This line is written using unicode combinable characters . And Unicode is such a system for coding in general all possible elements of any writing that exists now, existed once (dead languages) and even for some made-up (for example, Klingon language). In Unicode, there are more than one hundred thousand characters 1 and each has its own number, which is written like this: U + <hexadecimal number>. For example, the Latin letter A 2 is U + 0041 .
In writing of many languages there are diacritical symbols - these are icons that are added to a letter and as a result either a new letter (e → ё) is obtained, or some additional meaning of the same letter (for example, stress).
There are a lot of such icons: the imagination of humanity has invented dozens of circles, hooks, dots, dashes and other things. It would be very difficult to fit into the standard a combination of each of these icons with each possible letter. Therefore, combinable characters were invented and developed.
It works like this. There is a Latin letter A We need to write this letter with a circle at the top to make Å . To do this, we use the base letter A , and after it we put the combined symbol ˚ - U + 030A "Combined riser circle" 3 . In fact, these characters go separately one by one, but the browser (or text editor) can combine them, so it shows them together .
Combinable characters can be added not only from above, but also from below: A͢, and even directly on top of the character: ̸A. You can even immediately everywhere: ̸Å͢.
What will happen if after one “basic” symbol to put a multiply combined? Get a column of characters, like this: Å̊̊̊̊̊̊̊̊. That is exactly what Zalgo-text is.
The text above is written as simple as possible and contains a number of factual inaccuracies. Below are notes for professionals.
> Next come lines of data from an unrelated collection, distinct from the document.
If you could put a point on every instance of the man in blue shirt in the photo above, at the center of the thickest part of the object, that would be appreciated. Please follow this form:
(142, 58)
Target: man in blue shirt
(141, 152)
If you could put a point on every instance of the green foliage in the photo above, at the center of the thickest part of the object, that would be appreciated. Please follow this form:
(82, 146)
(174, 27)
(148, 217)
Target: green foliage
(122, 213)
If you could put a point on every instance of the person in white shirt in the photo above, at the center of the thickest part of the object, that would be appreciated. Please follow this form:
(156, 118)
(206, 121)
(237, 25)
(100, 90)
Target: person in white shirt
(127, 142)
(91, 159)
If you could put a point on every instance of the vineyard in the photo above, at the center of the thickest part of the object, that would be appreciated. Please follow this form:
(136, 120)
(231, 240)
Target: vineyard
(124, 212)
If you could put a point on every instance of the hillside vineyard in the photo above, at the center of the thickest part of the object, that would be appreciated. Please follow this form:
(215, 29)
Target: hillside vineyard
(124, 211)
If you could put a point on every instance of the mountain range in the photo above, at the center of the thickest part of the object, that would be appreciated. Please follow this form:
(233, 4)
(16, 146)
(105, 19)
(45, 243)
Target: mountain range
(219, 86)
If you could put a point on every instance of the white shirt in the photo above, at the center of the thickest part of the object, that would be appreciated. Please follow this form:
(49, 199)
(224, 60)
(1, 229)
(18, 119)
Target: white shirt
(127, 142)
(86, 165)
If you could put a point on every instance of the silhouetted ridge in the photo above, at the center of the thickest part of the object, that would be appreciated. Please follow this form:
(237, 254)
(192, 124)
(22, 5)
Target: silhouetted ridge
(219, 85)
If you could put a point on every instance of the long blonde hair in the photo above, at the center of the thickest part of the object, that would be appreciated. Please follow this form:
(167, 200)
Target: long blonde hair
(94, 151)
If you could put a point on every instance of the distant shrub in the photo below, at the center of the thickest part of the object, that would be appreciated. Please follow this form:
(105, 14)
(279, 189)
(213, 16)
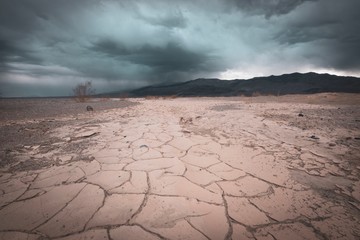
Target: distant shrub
(83, 91)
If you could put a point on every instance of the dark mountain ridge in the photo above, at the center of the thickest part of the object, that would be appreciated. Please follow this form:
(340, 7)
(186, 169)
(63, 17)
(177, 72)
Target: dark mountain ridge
(294, 83)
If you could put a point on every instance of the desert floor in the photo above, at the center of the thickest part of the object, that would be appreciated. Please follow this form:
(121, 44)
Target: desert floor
(187, 168)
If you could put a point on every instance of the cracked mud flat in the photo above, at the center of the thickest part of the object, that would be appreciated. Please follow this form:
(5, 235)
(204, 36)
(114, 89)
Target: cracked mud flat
(192, 168)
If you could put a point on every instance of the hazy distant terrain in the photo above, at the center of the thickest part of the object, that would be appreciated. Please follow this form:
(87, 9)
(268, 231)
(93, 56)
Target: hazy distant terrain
(295, 83)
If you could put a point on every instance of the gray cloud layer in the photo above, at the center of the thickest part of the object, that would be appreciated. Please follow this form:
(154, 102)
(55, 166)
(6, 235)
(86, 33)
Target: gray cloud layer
(48, 46)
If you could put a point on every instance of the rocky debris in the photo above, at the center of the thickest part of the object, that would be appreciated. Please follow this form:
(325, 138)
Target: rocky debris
(186, 120)
(237, 175)
(314, 137)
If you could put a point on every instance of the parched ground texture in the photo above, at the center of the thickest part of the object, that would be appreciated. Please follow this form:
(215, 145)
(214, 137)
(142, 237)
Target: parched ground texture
(191, 168)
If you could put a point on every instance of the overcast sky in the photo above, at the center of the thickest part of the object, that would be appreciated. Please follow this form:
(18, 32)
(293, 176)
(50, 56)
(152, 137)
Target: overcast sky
(48, 46)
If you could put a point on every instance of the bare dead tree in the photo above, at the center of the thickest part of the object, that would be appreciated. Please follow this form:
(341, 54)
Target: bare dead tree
(83, 91)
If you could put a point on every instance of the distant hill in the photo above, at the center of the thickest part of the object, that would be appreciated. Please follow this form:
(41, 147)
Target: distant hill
(295, 83)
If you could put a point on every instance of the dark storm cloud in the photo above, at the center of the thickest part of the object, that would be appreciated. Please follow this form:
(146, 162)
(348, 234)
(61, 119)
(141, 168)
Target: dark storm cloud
(167, 58)
(131, 43)
(267, 7)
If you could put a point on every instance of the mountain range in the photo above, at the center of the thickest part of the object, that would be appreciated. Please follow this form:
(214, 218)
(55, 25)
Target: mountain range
(294, 83)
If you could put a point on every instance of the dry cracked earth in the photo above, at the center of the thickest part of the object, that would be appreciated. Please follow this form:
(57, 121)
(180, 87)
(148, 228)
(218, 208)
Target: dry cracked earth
(223, 168)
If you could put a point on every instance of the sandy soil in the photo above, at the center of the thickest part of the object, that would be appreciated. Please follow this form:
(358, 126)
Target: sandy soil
(190, 168)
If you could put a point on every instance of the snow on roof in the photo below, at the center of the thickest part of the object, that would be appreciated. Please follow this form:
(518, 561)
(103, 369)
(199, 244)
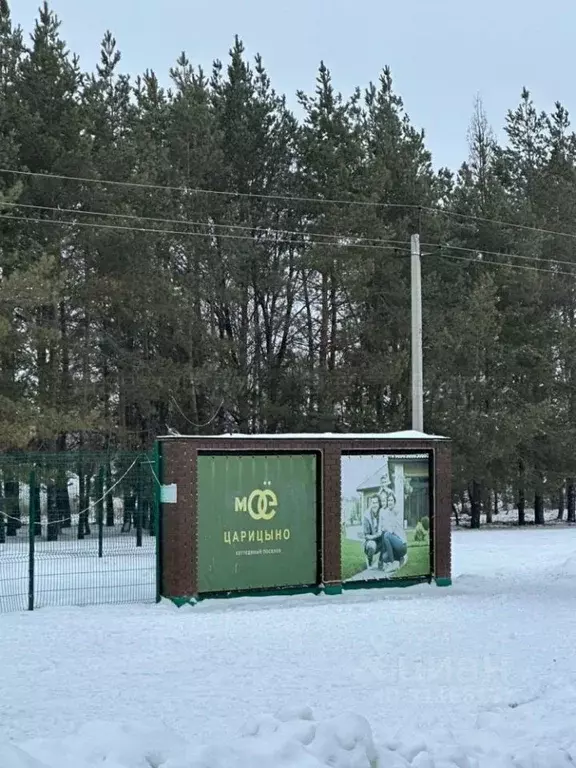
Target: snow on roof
(408, 434)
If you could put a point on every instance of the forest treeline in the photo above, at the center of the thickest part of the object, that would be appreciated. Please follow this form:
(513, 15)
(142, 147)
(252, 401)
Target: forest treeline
(196, 257)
- In fact, not characters, but code points (code points), which are assigned (assigned) some abstract character (abstract character) or other role. The total possible code positions are 1114112 10 or 17 × 2 16 (from
0 to U+10FFFF ) and for the most part nothing has been assigned yet. - In fact,
A should be called an abstract character, which is assigned the code position U + 0041. An abstract symbol contains only the idea of the letter A, but does not define any specific mapping (glyph). Specific images are contained in fonts. - This is not the only way to get an abstract symbol
Å . Two Unicode code positions are assigned directly to this symbol: Latin capital letter A with a circle on top of U + 00C5 and Angstrom Sign U + 212B . This is far from an exception; many abstract symbols have assigned code points (1 or more) and are “assembled” using combinable symbols. All abstract characters that are assigned their own code points are called assigned characters .
A similar question in English: How does Zalgo text work?